集まった金は一銭の剰余も不足もなく金ピカの大礼服及び付属品|一切《いっさい》代として決算せられたのである。柳原ものではあるまいかと思われるような上下色沢の不揃いな金モール服が何と六百何円――貧乏村の校長氏の高等官七等の栄誉を飾るためにこの瘤村長は通学児童の筆墨代をせしめ[#「せしめ」に傍点]たのである。)これにつづいて学校新築の問題が表面化した。増築案は前村長時代から持ち越されていたものだが、それさえ行き悩みつつあったのに、今度はさらに何万かを加算しての新築案。
「また葭簀の壁の学校こしらえて一と儲けする気か知れねえが、もうみんな、黙っちゃいめえで……」
 村民は依然として蔭では言うものの、公然とこの案に対して無謀を叫ぶものもなかったのである。いや、大いにやってもらって、教育上、ないし児童の保健上、現在のような雨漏り吹き通しの校舎はよろしくない――立派な鉄筋コンクリート二階建の校舎を近村に誇ろうではないかというようなのが、村当局一般の意向でさえあるらしかった。

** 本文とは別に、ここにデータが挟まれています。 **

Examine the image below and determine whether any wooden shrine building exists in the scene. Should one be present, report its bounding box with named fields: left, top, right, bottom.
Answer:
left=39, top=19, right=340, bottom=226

 さて、田辺定雄が鮮満地方の放浪生活を切り上げて村へ帰ったのは、村の事態が以上のような進行をしている最中だったのである。くわしく言えば、津本村長再選後間もない頃のことであったのだ。この青年は、さる私立大学を中途でやめて軍務に服し、少尉に任官して家へかえり結婚したが、当時、親父がまだ身代を切り廻していて、作男達と共に百姓でもしない限り、全く居候的存在にすぎない自分を不甲斐ないものに思い、服役中過ごした南満の地に再び舞い戻って、満鉄の業務員、大連の某会社の事務員、転じて朝鮮総督府の雇員……と数年間を転々したのであった。しかるに今度、親父の死、それに学閥なき者の出世の困難さにつくづく業を煮やしていた矢さきという条件も手伝って、祖先の地とその業務にかえる決意をしたので……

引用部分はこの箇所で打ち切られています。